Geçmişten kalan bir kültürel emanetin günümüzün beklentileri doğrultusunda yeniden düzenlenmesi, orijinal fonksiyonuna uygun şekilde gösteri amaçlı kullanılmasının Verona’ya nasıl bir ekonomik güç sağladığını anlamak gerekir. Ülkemiz buna benzer çok sayıda (bir açıklamaya göre 147 adet) antik tiyatroya sahiptir. Ülkemizin kısıtlı sermayesiyle bu yapıları zaman zaman restore etmekteyiz. Restore ettiğimiz yapıların hemen hemen hiç bir getirisi olmadığı için yatırım yapılacak alanların en alt sırasında yer almaktadır.
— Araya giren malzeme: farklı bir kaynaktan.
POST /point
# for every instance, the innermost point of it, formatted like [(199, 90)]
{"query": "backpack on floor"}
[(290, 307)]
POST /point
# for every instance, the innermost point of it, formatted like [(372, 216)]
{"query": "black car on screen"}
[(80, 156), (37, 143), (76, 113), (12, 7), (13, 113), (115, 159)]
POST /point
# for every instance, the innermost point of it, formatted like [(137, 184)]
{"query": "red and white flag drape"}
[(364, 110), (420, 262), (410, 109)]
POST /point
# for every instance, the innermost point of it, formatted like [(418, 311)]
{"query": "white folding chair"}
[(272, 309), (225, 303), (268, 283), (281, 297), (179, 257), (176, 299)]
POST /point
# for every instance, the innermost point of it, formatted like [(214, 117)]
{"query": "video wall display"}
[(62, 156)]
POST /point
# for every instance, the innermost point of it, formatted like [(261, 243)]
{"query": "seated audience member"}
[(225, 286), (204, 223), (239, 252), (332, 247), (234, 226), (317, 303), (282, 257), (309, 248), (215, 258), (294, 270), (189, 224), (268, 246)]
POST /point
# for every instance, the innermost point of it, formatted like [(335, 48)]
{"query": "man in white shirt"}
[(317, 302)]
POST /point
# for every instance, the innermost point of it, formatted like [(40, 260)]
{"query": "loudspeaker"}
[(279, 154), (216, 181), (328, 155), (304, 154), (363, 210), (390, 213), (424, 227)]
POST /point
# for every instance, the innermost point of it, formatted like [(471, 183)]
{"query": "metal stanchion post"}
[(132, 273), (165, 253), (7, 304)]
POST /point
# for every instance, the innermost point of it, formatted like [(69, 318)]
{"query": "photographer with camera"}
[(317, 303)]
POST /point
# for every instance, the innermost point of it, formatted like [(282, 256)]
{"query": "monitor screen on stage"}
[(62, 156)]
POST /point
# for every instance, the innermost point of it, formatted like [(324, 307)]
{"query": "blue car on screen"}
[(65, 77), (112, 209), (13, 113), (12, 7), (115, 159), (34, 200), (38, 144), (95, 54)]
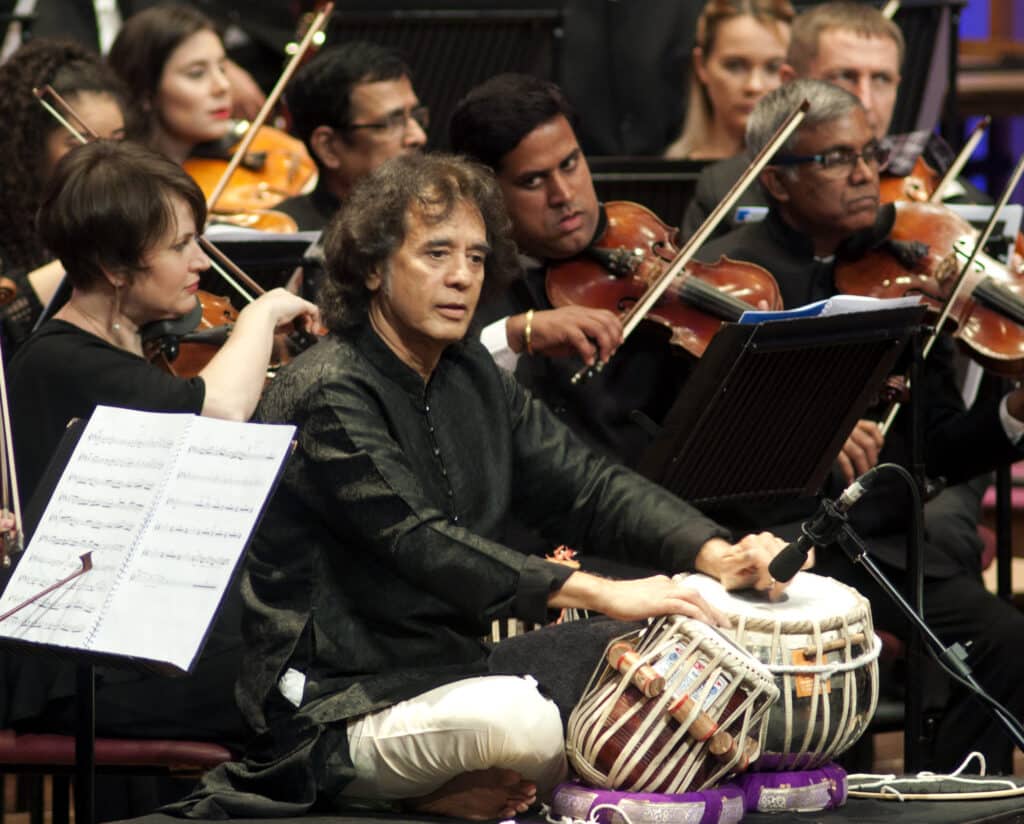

Halbuki biraz aklımızı kullansak, bu yapıları çağdaş beklentileri karşılayacak şekilde onarsak ve benzer gösteri oyunlarına tahsis etsek acaba ne kaybederiz? Benim düşünceme göre hemen hiçbir zararımız olmaz, tam aksine bu yapılar devamlı olarak bakım görür, çevresindeki insanlara ekonomik katkı sağladığı için üzerlerine titrenir ve sahiplenilir. Ülke olarak zenginleşmemiz, farklı düşünceler gerçekleştirmemiz gerekiyor. Bir grup insan böylesi atılımlar yapılmasına mâni oluyor. Adil bir paylaşımın getirdiği her zenginleşme ülkemizin güvenlik, eğitim, sağlık başta olmak üzere pek çok dalda ileri bir düzeye geçmesine yardımcı olacaktır.

 

“Oturup ağlamak yerine, çalışmalı, yeni düşünceler geliştirmeli ve onları hayata geçirmeliyiz!”